Spells can be added to items of high enough Value Level for later use, this is called Enchanting and it is a good way for spell casters to pass along their abilities to others. All enchantments have a trigger condition and an effect, as described below.
Items have a capacity for enchantments based on their Value Level that, if exceeded, will cause the item to be destroyed; they are capable of holding an enchantment of power less than or equal to 100 times their Value Levels.
Storyteller's Note: Art can be added to materials with low Value Levels in order to create magic items with more potency, this is how items such as scrolls or wands are created and is a good opportunity to play up the intricate carvings or written runes on these items in your story.

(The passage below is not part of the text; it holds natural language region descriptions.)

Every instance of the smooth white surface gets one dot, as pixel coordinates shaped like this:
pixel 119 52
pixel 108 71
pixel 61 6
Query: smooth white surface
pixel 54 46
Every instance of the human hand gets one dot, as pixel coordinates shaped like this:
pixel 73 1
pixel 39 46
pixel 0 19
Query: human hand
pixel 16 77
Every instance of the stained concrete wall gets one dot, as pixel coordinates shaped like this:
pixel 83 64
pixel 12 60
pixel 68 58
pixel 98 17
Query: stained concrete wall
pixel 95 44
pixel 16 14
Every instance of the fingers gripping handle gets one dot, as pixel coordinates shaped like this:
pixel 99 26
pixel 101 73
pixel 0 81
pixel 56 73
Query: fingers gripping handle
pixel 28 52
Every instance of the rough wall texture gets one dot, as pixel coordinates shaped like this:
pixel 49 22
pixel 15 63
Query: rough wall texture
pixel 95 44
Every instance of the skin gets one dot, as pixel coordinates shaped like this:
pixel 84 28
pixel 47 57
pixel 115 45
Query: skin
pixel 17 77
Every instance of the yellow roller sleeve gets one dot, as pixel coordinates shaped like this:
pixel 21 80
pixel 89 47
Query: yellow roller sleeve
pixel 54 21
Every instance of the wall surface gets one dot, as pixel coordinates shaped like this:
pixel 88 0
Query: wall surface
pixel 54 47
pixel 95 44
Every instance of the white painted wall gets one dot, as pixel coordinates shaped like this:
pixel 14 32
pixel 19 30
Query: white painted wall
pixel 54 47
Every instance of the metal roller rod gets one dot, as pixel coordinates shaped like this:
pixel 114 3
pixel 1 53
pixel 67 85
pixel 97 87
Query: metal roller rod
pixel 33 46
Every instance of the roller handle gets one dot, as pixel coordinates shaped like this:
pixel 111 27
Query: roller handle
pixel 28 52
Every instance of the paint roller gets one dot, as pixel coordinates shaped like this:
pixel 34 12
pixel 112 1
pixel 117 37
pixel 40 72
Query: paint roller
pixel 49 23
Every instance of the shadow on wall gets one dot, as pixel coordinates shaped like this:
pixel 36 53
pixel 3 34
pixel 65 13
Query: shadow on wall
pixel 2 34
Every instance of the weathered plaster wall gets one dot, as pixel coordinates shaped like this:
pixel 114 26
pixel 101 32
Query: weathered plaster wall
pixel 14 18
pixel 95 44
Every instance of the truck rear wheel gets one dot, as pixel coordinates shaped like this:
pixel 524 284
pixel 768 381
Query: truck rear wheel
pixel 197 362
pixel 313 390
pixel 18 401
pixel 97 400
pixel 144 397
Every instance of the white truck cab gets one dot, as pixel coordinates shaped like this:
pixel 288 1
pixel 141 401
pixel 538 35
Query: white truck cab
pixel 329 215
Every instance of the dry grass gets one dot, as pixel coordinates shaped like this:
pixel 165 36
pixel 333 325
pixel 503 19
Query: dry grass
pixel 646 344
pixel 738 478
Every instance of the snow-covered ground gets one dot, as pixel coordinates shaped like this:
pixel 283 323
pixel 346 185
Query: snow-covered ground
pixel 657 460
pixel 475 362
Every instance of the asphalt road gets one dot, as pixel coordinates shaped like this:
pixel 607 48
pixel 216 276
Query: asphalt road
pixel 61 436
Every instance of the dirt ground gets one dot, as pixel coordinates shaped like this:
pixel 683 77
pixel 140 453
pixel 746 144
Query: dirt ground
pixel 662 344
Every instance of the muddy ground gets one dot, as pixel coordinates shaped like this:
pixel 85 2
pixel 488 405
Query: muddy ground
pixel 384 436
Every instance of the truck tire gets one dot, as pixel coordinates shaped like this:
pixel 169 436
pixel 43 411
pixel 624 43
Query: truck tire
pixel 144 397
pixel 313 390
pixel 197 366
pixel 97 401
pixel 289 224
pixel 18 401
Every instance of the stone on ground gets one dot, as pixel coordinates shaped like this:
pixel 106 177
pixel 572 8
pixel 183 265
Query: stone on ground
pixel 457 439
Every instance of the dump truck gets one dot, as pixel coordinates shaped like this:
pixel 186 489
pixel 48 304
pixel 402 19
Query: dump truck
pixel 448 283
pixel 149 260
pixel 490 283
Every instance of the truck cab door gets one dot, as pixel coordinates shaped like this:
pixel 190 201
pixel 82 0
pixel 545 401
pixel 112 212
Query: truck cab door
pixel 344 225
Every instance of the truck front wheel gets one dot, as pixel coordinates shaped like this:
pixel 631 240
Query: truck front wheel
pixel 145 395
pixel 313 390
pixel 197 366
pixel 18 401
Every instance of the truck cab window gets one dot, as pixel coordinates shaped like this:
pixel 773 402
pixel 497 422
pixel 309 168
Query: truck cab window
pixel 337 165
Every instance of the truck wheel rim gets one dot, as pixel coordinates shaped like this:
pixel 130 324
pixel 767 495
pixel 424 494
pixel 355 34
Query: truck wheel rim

Every enchantment needs a trigger condition that will cause the stored spell to activate. This trigger is entirely up to the enchanter, and may even require Skill Checks. Characters are able to discern the triggers of unfamiliar enchantments with a successful arcane knowledge Skill Check.
Storyteller's Note: Have fun with players that are experimenting with unfamiliar enchanted items, just because they know how to activate it doesn't mean they know what the item will do, and some wizards like to leave booby-traps.

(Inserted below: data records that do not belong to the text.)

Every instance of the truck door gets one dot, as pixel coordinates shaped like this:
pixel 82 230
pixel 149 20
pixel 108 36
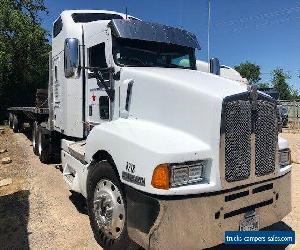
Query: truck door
pixel 57 93
pixel 97 100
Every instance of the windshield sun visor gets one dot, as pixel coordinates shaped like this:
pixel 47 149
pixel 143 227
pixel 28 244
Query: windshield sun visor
pixel 140 30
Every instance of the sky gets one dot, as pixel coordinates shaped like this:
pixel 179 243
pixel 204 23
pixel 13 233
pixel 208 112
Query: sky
pixel 263 32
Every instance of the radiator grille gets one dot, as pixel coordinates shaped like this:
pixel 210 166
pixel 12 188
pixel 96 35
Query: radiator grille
pixel 240 123
pixel 237 140
pixel 266 138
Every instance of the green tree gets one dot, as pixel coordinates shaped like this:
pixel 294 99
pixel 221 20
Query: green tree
pixel 263 85
pixel 280 83
pixel 24 52
pixel 250 71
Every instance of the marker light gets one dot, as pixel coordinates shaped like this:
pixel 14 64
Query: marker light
pixel 284 157
pixel 161 177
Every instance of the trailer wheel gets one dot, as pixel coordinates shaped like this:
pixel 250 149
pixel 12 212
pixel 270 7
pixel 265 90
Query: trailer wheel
pixel 10 120
pixel 107 208
pixel 44 149
pixel 35 138
pixel 16 124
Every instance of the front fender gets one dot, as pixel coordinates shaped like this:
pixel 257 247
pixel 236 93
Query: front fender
pixel 143 145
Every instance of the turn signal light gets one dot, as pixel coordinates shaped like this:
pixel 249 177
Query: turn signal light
pixel 161 177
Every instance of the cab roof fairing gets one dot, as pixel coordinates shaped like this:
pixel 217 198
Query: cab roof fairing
pixel 140 30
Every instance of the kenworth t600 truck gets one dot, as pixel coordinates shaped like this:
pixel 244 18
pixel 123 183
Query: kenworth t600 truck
pixel 167 156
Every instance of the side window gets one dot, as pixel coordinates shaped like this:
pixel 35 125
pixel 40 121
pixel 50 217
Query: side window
pixel 97 56
pixel 55 73
pixel 57 27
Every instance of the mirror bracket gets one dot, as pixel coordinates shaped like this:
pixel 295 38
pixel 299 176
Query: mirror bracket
pixel 96 73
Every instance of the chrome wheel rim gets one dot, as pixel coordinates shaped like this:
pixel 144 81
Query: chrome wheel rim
pixel 109 209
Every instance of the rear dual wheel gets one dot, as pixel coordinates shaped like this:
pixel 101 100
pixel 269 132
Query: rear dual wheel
pixel 44 146
pixel 35 138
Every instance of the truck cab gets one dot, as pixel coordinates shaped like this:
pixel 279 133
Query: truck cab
pixel 166 155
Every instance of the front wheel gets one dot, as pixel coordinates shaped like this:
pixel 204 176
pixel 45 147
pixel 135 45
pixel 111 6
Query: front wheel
pixel 16 124
pixel 10 120
pixel 107 208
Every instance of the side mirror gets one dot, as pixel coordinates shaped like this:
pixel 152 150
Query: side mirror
pixel 214 66
pixel 72 58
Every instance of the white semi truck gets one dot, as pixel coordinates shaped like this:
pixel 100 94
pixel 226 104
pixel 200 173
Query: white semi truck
pixel 168 157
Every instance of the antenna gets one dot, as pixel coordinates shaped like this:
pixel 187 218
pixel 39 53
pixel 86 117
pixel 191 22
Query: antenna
pixel 208 33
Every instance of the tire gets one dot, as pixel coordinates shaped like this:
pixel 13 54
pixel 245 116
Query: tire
pixel 35 138
pixel 103 183
pixel 15 124
pixel 10 120
pixel 44 149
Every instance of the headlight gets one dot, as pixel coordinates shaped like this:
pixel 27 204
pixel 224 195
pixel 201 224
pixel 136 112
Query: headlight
pixel 284 157
pixel 175 175
pixel 186 174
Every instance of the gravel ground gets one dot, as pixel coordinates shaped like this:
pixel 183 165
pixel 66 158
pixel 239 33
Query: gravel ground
pixel 37 210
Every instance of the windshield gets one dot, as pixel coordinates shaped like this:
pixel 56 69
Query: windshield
pixel 139 53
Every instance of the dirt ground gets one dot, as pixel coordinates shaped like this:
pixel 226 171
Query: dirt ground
pixel 37 210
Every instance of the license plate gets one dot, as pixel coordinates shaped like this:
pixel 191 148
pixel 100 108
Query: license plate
pixel 250 223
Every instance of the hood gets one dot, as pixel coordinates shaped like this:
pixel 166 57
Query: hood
pixel 199 81
pixel 186 100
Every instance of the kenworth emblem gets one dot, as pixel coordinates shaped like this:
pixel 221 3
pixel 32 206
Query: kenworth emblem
pixel 253 96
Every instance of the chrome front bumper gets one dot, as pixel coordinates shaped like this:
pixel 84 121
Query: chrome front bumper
pixel 199 221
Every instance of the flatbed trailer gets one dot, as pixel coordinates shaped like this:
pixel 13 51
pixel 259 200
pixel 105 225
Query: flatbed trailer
pixel 18 116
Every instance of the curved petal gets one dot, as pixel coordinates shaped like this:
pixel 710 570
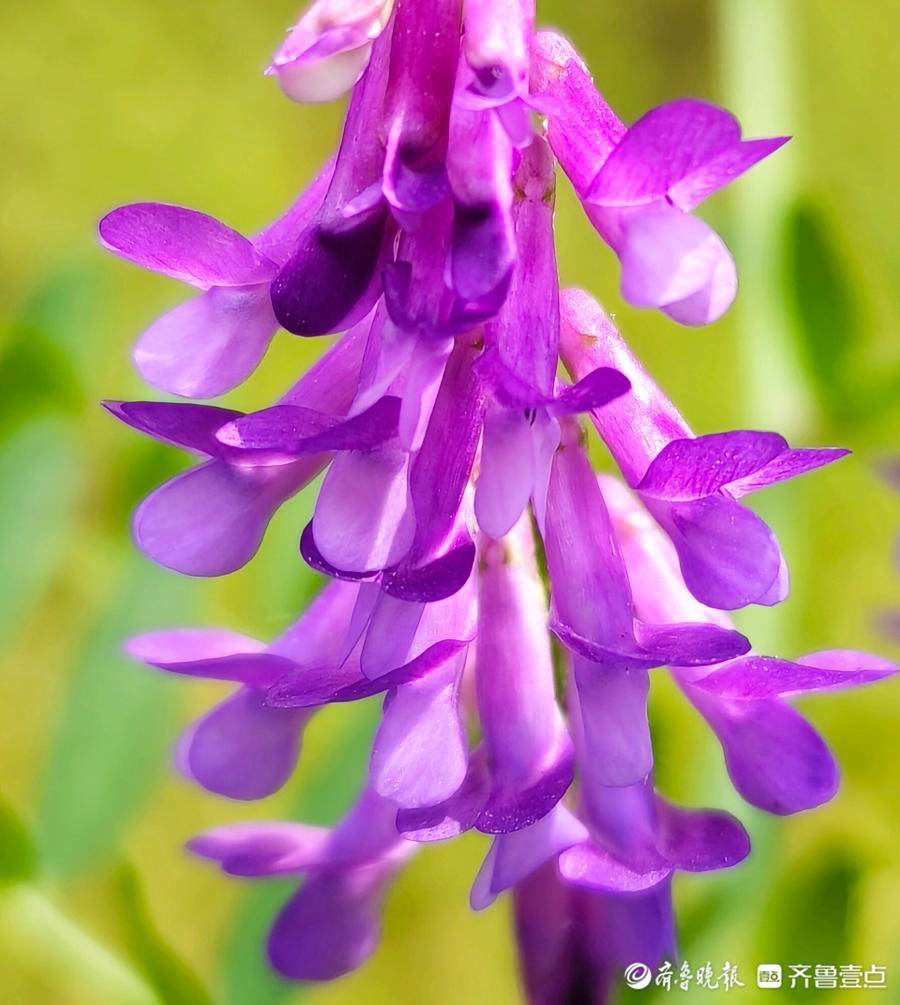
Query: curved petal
pixel 242 749
pixel 210 520
pixel 184 244
pixel 208 345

An enchanted item's effect is the spell that is cast once the trigger has been activated. The target of the spell can be predetermined by the enchanter, or left up to the activating character, but this must be decided when the enchantment is created.
Activating an enchantment uses up its power and removes the enchantment from the item, additional charges can be purchased by reducing the power of the effect by 10 for each additional use beyond one (note that this still counts against the total capacity of the item).
Enchantments can be permanently bound to items so that they can be repeatedly and indefinitely activated. Permanent enchantments are much more difficult to create than temporary ones, take longer to cast, and call for a substantial sacrifice to be made.
A permanent enchantment requires a sacrifice of life force from a sentient life form that manifests itself as either a permanent penalty to one or more Ability Scores or unhealable damage to one or more Damage Targets. This sacrifice can be split, it does not need to come from a single Ability Score or Damage Target, and it also does not need to come from a single person. If multiple creatures are participating the sacrifice can be evenly shared among them as long as they are willing participants of the ritual (i.e. 100 grateful villagers can each sacrifice 1 point of vitality to help create a permanent enchantment of 100 power). The willingness of the participants can be coerced or forcefully obtained through Charm spells, but control must be maintained on everyone involved for the duration of the enchanting process.
Storyteller's Note: The most powerful magical artifacts were created by forging a pact with a powerful entity, such as a dragon, demon, or demi-god, for whom this sacrifice would comprise only a small fraction of their total power. Many of these entities reward their champions in this way, but remove the enchantment should they fall out of favor.
The process of making an enchantment permanent requires a ritual that takes one round per point of power in the enchantment in addition to the time taken to cast the spell. If the sacrifice is coming from a creature or creatures other than the spell caster, they must participate in the ritual and remain a willing participant for its entire duration.
Removing a Permanent Enchantment
The enchanter can spend an action at will to remove a single permanent enchantment that they created. This can be done from anywhere in the world.
Permanent Enchantments after Death
Permanent enchantments continue to function after the death of the spellcaster and can no longer be removed from the item.